![Réunions de famille en visio : et surtout, la santé ! 1 LuciaBuricelli foto A](https://www.causette.fr/wp-content/uploads/2021/01/LuciaBuricelli-foto-A-678x1024.jpg)
Pour étrenner mon tout nouvel ordinateur et souhaiter la bonne année à la famille rassemblée, j’ai eu l’idée d’organiser, courant janvier, un must de 2020 : la réunion-visio.
Me voici donc le jour J, armée de mon lien de connexion et d’une coupe de champagne. La fiesta virtuelle peut commencer.
Au début, ce qui surprend, c’est le brouhaha émis par les petits carrés où je vois s’agiter Tata Josiane et son brushing des grandes occasions, la bouche lippue de Tonton Roger, qui mâchouille du saucisson, le gros œil tout rond de l’oncle Jérôme, la cousine Johanna et sa copine, masquées en toutes circonstances, mon neveu Loulou, qui hurle collé à l’écran devant ses parents visiblement crispés, ma sœur en pyjama derrière un écran de fumée dont je devine l’odeur, les parents sur leur trente et un, les cousins d’Agen la bière au goulot en vrac sur le même canapé, puis ma nièce Aurélie depuis Berlin avec son mari Günter.

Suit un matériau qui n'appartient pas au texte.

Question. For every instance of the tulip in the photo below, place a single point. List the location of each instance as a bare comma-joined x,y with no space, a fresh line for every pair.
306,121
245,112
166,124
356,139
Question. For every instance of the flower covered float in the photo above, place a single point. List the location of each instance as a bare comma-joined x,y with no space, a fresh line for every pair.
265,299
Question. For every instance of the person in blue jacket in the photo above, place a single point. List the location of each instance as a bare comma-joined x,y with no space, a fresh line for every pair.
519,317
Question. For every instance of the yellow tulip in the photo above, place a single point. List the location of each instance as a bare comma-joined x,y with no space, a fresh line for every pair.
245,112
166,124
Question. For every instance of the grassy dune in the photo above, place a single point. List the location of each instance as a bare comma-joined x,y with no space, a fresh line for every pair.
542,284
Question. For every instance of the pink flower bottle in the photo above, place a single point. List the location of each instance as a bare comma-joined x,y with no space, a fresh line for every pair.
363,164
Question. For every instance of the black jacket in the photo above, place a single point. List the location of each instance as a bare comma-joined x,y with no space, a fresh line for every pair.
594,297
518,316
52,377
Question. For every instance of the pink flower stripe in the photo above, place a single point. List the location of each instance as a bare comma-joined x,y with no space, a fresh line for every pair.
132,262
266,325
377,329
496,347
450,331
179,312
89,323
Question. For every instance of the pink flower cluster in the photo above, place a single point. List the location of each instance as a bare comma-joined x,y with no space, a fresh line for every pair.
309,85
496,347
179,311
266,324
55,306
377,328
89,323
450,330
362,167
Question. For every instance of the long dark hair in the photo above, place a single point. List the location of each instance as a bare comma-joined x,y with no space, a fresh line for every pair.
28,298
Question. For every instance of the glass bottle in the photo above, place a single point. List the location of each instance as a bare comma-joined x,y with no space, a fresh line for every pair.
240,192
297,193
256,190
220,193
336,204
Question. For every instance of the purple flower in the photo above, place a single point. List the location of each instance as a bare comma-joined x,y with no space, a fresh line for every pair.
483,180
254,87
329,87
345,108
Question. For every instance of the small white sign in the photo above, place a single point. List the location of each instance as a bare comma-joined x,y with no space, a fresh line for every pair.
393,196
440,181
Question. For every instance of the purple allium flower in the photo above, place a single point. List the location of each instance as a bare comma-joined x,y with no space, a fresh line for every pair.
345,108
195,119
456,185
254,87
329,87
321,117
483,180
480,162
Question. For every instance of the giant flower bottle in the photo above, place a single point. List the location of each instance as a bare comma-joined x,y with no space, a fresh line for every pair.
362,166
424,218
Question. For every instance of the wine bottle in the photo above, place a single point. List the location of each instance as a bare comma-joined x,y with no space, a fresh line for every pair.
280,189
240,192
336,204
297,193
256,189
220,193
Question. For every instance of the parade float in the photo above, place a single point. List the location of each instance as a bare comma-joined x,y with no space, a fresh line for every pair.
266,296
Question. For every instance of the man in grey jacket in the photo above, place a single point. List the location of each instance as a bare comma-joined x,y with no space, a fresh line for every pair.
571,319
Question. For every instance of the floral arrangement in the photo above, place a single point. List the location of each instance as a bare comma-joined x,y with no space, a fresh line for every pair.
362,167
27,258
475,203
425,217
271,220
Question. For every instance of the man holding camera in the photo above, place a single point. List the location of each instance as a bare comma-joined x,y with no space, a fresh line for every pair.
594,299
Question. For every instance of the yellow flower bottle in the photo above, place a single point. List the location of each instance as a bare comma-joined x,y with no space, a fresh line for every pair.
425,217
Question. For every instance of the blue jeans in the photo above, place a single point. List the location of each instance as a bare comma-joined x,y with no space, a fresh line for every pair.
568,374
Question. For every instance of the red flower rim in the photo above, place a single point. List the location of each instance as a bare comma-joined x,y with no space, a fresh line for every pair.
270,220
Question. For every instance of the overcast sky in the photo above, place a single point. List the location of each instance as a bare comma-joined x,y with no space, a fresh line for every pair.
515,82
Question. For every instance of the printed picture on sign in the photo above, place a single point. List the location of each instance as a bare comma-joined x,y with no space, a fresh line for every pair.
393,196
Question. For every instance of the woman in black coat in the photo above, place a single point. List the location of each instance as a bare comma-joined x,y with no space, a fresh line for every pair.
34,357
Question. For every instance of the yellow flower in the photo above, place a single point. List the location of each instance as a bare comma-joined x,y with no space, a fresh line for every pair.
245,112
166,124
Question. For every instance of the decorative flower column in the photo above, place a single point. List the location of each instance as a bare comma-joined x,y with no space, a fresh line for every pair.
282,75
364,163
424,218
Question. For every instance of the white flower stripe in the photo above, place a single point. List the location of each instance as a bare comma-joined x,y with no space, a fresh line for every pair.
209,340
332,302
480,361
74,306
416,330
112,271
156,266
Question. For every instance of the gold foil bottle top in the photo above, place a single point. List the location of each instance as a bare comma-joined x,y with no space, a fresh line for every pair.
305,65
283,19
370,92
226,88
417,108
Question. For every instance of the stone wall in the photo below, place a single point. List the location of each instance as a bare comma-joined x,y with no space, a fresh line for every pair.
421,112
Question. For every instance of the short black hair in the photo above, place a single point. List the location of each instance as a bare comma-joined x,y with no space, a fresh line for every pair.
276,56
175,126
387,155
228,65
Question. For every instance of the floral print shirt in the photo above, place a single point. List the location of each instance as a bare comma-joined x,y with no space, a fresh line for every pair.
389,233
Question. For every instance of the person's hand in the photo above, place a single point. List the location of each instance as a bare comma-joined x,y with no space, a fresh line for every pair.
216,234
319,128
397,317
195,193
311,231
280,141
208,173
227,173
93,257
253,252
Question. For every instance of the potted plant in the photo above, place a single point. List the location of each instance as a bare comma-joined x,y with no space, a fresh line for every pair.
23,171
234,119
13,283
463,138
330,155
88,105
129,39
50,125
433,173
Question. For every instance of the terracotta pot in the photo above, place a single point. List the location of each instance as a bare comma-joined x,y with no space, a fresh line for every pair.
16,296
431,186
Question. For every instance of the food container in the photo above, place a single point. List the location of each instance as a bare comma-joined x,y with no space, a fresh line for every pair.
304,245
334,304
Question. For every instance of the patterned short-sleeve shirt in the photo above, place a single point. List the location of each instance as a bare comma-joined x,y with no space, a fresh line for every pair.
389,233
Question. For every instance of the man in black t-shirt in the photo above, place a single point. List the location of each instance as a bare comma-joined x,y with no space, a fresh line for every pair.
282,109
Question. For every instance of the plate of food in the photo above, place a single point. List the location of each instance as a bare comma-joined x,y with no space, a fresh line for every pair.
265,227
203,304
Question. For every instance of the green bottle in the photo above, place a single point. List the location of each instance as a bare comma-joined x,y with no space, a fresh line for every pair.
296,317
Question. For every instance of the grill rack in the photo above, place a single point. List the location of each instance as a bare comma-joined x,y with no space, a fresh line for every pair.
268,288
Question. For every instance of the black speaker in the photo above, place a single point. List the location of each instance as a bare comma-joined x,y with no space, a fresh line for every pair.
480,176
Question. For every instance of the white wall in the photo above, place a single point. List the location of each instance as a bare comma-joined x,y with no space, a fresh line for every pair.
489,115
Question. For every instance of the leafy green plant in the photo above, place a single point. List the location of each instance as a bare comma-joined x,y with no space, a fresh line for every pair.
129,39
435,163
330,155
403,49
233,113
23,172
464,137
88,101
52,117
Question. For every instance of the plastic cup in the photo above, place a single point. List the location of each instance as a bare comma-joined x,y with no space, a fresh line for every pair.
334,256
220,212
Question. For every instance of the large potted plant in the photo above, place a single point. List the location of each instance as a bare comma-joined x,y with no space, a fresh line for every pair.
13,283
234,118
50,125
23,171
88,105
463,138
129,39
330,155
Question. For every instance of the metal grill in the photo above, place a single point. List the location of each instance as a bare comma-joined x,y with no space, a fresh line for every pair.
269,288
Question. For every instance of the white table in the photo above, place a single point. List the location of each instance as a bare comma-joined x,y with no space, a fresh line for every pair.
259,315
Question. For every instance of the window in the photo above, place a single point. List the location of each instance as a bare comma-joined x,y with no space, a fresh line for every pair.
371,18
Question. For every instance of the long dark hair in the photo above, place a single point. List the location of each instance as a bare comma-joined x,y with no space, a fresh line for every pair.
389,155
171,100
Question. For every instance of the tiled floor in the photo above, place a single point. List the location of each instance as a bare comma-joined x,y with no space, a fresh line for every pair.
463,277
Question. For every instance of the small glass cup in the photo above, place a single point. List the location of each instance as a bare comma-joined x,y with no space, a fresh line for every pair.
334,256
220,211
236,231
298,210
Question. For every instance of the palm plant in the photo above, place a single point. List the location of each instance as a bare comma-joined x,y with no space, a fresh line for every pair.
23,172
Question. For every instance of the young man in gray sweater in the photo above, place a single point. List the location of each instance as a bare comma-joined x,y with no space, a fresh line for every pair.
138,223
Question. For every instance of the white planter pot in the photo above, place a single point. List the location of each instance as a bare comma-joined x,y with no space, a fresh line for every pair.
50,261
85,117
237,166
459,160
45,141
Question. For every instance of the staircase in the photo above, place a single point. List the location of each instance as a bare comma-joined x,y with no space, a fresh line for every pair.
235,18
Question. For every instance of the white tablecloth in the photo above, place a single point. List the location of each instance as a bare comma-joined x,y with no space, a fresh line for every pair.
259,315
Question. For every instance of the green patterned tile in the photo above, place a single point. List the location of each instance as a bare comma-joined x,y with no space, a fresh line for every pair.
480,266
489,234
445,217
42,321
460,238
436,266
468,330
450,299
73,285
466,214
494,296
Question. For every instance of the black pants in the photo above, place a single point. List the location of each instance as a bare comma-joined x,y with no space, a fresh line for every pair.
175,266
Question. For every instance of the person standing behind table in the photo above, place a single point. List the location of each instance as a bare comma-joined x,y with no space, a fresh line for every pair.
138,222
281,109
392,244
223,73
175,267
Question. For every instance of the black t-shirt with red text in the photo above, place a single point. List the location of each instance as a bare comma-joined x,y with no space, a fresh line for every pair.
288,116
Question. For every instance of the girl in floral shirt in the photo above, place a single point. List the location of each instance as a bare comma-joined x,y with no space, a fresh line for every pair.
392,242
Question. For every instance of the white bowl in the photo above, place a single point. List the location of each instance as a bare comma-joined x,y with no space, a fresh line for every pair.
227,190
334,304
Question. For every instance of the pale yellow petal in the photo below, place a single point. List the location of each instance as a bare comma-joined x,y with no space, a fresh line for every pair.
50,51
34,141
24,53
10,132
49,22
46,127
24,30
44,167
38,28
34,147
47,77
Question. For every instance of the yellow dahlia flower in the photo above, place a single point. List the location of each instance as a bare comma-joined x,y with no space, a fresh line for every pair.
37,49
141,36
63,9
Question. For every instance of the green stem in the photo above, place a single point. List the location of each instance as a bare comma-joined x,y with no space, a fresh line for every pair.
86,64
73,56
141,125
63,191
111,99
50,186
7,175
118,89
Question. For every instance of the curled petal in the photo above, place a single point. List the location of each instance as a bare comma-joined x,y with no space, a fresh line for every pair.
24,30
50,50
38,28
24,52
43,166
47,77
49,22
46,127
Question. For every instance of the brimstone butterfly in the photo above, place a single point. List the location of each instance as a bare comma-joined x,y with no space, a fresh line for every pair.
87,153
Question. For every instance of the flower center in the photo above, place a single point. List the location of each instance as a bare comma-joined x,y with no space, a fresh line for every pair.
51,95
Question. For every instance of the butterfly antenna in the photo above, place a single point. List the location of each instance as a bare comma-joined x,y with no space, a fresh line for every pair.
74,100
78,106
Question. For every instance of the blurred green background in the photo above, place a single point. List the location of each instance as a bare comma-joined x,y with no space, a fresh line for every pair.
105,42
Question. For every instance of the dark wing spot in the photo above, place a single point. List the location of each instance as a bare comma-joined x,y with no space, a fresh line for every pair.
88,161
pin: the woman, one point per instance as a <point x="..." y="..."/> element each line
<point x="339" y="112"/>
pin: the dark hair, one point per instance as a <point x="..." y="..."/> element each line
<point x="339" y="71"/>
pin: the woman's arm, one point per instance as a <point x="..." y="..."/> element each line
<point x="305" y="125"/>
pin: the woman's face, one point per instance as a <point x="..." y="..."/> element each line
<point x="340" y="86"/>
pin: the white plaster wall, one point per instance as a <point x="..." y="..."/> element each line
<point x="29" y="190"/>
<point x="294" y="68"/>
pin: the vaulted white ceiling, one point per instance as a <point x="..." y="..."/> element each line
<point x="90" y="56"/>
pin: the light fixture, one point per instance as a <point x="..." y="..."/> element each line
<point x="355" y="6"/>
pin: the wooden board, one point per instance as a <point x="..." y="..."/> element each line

La tribu au grand complet.
J’explique que chaque carré va devoir lever le doigt et parler à tour de rôle, comme à l’école.
Tata commence en disant que l’école, ça lui a toujours mis la rate au court-bouillon, mais bonne année quand même. Les cousins d’Agen ont préparé un chant, Bella Ciao, pour dire adieu à une année de merde. On applaudit tous.
Mon frère et ma belle-sœur essaient de dire quelque chose, mais Loulou bavasse au premier plan en postillonnant que Tonton Roger ressemble au professeur Raoult.
Mon père lève le doigt et, très à propos, nous souhaite une « bonne santé », puis se lance dans une diatribe sur les professeurs de plateaux télé, les hôpitaux débordés, le scandale des masques, et ma mère ajoute les infirmières applaudies mais sous-payées.
Ma sœur, l’œil rieur et rutilant, lance un provocateur : « Pour 2021, moi je dis : bas les masques ! Et qu’on arrête de croire à tout. »
Johanna vexée, qui ne rigole pas derrière le sien, dit qu’il ne s’agit pas de croyance ou de religion, mais de protection. Tonton Roger, au mot « religion », embraye au quart de tour sur les islamistes, les séparatistes, les terroristes et engloutit férocement une tranche de saucisson pendant que la copine de Johanna marmonne un truc sur les racistes.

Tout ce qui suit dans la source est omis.